Raikkonen wasn't hanging around either, but the disadvantage of the traffic on his outlap meant that at the end of lap 39 Vettel had the magic 21s gap over his teammate and pitted accordingly. Vettel had a stationary time 0.3s shorter than Raikkonen five laps earlier and exited the pits 1.115s ahead of his teammate at the first timing loop following Sainte Devote.

There's no doubting that Vettel's raw pace between Raikkonen's pit stop and his own had been impressive. On ultra-soft tyres with over 40 laps of use (including qualifying), he was able to set the times he needed to win. But to the watching world, Raikkonen had been fighting Vettel's attack with one hand tied behind his back. The timing of both pit stops smacked of favouritism.

Had Vettel been driving for a rival team, Raikkonen surely would have been allowed to stay out longer to build up the margin he needed over Wehrlein, and in the process he would have been able to control the pace of Vettel at a crucial point of the race.
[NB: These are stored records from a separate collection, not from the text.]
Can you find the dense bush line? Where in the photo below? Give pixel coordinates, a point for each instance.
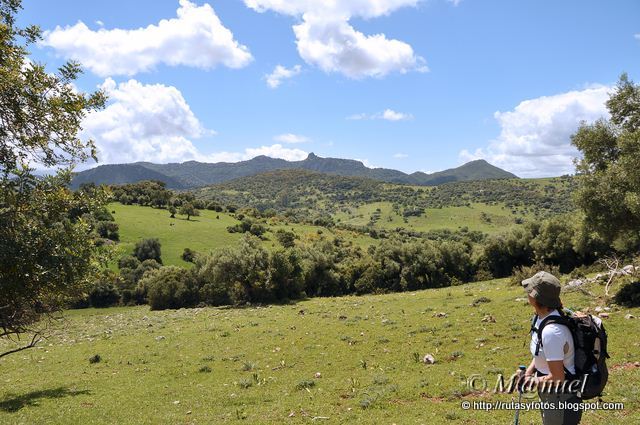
(248, 273)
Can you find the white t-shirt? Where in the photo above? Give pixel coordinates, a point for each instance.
(557, 344)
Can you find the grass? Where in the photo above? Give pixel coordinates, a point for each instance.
(202, 234)
(260, 364)
(485, 218)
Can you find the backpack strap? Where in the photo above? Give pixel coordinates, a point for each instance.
(560, 320)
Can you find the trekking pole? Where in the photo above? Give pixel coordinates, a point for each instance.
(521, 374)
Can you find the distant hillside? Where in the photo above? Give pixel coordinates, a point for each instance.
(312, 192)
(194, 174)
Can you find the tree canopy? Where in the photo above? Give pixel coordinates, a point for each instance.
(609, 190)
(48, 246)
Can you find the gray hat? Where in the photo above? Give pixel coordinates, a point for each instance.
(544, 288)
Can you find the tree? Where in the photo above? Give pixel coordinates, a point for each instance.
(48, 251)
(609, 191)
(148, 249)
(286, 238)
(189, 210)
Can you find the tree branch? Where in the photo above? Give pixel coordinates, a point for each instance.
(34, 341)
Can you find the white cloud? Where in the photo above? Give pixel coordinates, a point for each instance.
(143, 123)
(387, 115)
(326, 39)
(195, 38)
(291, 138)
(154, 123)
(391, 115)
(534, 140)
(281, 73)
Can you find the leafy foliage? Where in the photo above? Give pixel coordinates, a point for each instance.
(609, 190)
(148, 249)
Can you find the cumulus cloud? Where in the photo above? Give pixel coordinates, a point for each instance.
(326, 39)
(153, 122)
(196, 38)
(291, 138)
(534, 139)
(281, 73)
(143, 122)
(387, 115)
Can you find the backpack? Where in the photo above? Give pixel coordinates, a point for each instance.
(590, 349)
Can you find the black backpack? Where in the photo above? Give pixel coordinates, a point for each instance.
(590, 349)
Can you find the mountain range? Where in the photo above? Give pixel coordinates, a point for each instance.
(192, 174)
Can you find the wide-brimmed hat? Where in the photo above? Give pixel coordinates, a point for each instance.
(544, 288)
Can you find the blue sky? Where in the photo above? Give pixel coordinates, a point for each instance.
(405, 84)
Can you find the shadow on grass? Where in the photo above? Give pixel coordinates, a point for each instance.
(31, 399)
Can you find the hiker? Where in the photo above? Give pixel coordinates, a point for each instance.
(553, 356)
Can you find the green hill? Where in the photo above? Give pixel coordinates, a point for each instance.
(260, 364)
(193, 174)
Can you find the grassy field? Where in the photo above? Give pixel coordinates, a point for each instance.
(485, 218)
(260, 364)
(202, 234)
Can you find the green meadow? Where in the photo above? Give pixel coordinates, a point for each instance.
(203, 233)
(323, 360)
(486, 218)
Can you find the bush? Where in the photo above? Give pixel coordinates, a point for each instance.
(629, 295)
(108, 230)
(286, 238)
(170, 288)
(188, 255)
(104, 292)
(128, 262)
(148, 249)
(525, 272)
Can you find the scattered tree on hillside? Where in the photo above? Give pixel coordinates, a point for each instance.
(189, 210)
(48, 248)
(609, 190)
(148, 249)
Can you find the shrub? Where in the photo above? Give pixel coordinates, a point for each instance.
(108, 230)
(170, 288)
(128, 262)
(286, 238)
(629, 295)
(148, 249)
(188, 255)
(525, 272)
(104, 292)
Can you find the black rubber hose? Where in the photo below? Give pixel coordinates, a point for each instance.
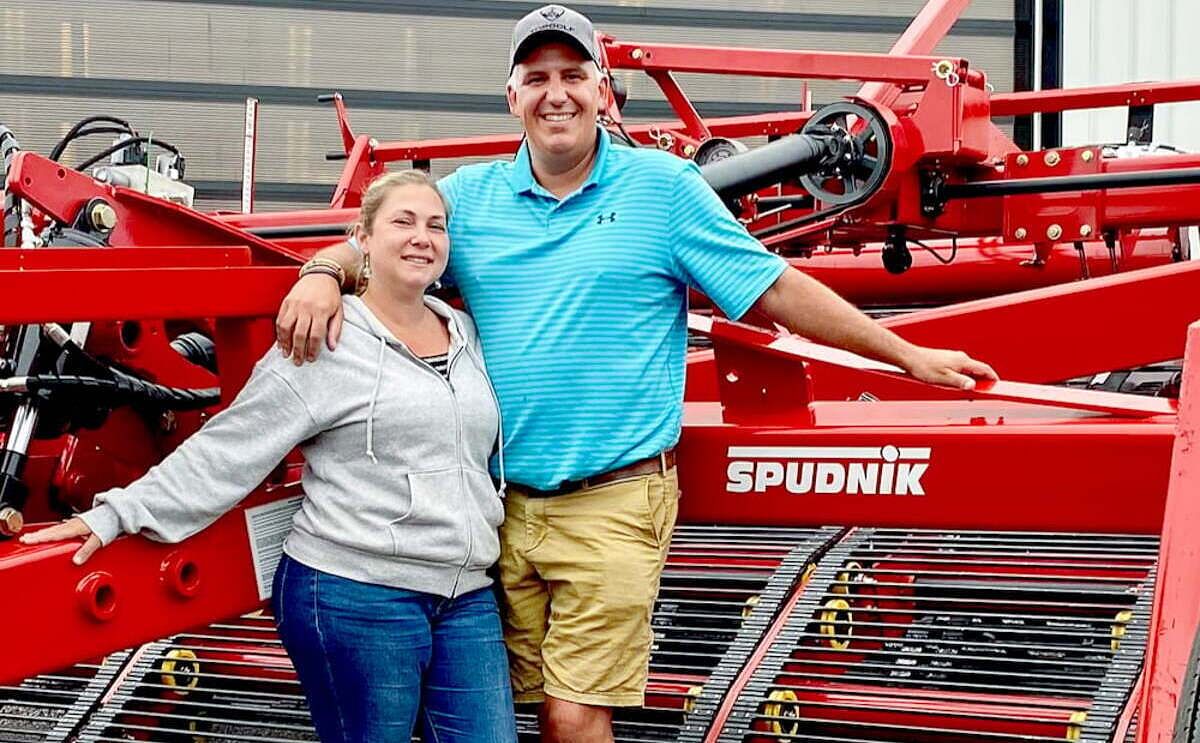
(124, 389)
(10, 205)
(61, 147)
(121, 145)
(75, 131)
(785, 157)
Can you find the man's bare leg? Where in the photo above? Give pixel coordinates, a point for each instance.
(563, 721)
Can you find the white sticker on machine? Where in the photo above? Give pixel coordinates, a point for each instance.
(268, 526)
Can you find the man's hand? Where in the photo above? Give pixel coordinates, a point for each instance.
(310, 313)
(72, 528)
(947, 367)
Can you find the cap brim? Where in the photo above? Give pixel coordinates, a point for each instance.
(540, 39)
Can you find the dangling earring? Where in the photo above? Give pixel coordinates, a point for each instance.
(360, 287)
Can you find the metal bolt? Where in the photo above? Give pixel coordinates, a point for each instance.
(102, 216)
(11, 521)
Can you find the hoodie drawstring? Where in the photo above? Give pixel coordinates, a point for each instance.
(375, 397)
(499, 417)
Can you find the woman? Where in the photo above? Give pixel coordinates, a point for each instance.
(381, 598)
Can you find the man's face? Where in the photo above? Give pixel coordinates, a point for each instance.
(557, 93)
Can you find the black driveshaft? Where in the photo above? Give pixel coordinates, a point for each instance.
(1093, 181)
(787, 157)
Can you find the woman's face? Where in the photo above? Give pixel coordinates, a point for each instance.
(408, 241)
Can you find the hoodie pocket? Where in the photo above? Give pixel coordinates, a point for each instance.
(485, 519)
(437, 525)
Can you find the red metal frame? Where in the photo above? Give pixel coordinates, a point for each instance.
(763, 413)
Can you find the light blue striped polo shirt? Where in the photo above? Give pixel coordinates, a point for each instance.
(581, 303)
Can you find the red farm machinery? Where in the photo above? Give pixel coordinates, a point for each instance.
(859, 557)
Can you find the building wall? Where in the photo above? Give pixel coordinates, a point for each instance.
(1119, 41)
(181, 70)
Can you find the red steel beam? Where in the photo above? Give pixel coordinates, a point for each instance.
(904, 70)
(142, 220)
(1176, 589)
(1104, 96)
(147, 293)
(1069, 330)
(16, 259)
(922, 36)
(784, 123)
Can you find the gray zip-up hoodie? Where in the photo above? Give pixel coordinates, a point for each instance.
(396, 480)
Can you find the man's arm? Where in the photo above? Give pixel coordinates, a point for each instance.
(312, 310)
(808, 307)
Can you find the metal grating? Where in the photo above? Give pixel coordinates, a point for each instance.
(905, 635)
(48, 708)
(228, 682)
(233, 682)
(720, 588)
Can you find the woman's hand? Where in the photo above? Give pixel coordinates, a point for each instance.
(67, 529)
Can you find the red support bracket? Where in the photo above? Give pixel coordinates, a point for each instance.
(142, 220)
(1176, 589)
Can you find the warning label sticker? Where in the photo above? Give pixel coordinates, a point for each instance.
(268, 527)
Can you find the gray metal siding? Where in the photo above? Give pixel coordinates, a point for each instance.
(180, 69)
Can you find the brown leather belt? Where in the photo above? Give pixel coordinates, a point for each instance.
(659, 463)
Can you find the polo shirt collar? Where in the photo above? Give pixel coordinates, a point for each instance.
(523, 181)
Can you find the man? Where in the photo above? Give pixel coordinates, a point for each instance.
(575, 261)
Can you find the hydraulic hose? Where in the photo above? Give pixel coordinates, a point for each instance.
(121, 389)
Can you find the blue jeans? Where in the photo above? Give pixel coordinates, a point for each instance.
(372, 659)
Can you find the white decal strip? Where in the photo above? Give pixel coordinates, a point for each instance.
(827, 453)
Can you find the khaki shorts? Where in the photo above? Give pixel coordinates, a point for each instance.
(580, 574)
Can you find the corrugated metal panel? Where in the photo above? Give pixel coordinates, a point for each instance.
(180, 69)
(1115, 41)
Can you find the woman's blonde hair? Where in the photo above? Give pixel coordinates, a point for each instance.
(379, 189)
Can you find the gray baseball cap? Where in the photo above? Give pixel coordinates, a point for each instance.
(552, 23)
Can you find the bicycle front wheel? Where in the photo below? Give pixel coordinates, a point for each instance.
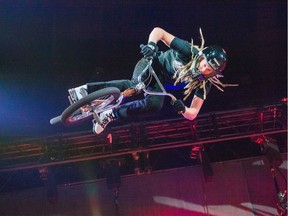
(83, 109)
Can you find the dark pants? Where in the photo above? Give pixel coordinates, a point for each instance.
(149, 104)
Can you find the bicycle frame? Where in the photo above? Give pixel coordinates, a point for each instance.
(139, 87)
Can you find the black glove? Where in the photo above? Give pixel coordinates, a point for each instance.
(178, 106)
(149, 50)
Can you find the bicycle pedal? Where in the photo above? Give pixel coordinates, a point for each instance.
(70, 100)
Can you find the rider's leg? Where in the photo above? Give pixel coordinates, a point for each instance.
(150, 104)
(120, 84)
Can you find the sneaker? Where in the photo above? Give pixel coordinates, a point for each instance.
(77, 93)
(105, 118)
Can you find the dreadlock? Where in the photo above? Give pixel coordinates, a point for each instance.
(183, 74)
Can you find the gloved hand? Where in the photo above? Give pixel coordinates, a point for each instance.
(149, 50)
(178, 106)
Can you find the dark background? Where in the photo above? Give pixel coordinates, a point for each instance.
(47, 47)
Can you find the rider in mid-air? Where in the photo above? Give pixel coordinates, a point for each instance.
(198, 68)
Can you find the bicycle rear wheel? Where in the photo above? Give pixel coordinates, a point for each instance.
(97, 102)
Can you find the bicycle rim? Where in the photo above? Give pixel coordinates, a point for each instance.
(94, 102)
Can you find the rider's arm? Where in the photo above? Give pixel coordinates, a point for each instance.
(158, 34)
(192, 112)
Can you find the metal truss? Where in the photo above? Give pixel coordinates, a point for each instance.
(143, 136)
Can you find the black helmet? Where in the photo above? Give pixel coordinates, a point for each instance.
(216, 57)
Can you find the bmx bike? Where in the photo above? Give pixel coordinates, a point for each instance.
(104, 99)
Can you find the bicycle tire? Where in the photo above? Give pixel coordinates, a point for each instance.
(104, 97)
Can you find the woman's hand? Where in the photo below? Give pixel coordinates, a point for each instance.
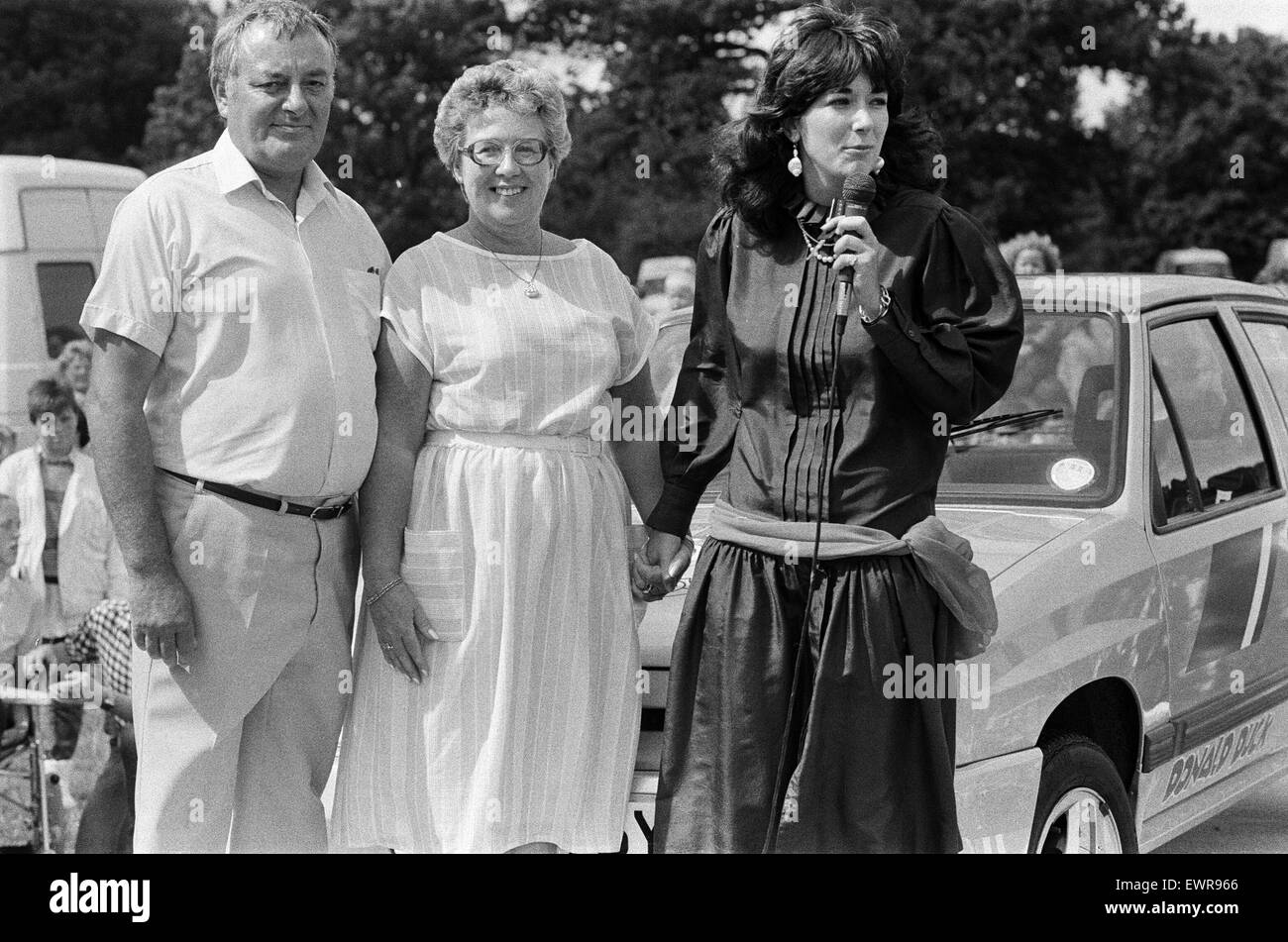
(400, 628)
(660, 564)
(855, 248)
Looking at it that way, it's hard to say Raikkonen lost the Monaco Grand Prix on anything other than strategy. His pace in clear air was not a match for Vettel, but it wasn't bad either. The difference was track position and Raikkonen's was clearly sacrificed when he pitted from the lead.

What now?

Perhaps one of the biggest shocks after the race was that Raikkonen was not aware of the plan. There is a theory in the paddock that he has resigned himself to being Vettel's No.2, yet on the podium he looked every bit as angry as a driver should after having his first victory in four years whipped from underneath him. But Raikkonen is not the type to hold a grudge and if Vettel wins the drivers' championship by six points or less, one uncomfortable podium ceremony will be a very cheap price for Ferrari to pay. If there was any doubt before, Monaco confirmed that Vettel is the de facto No.1 driver in Maranello.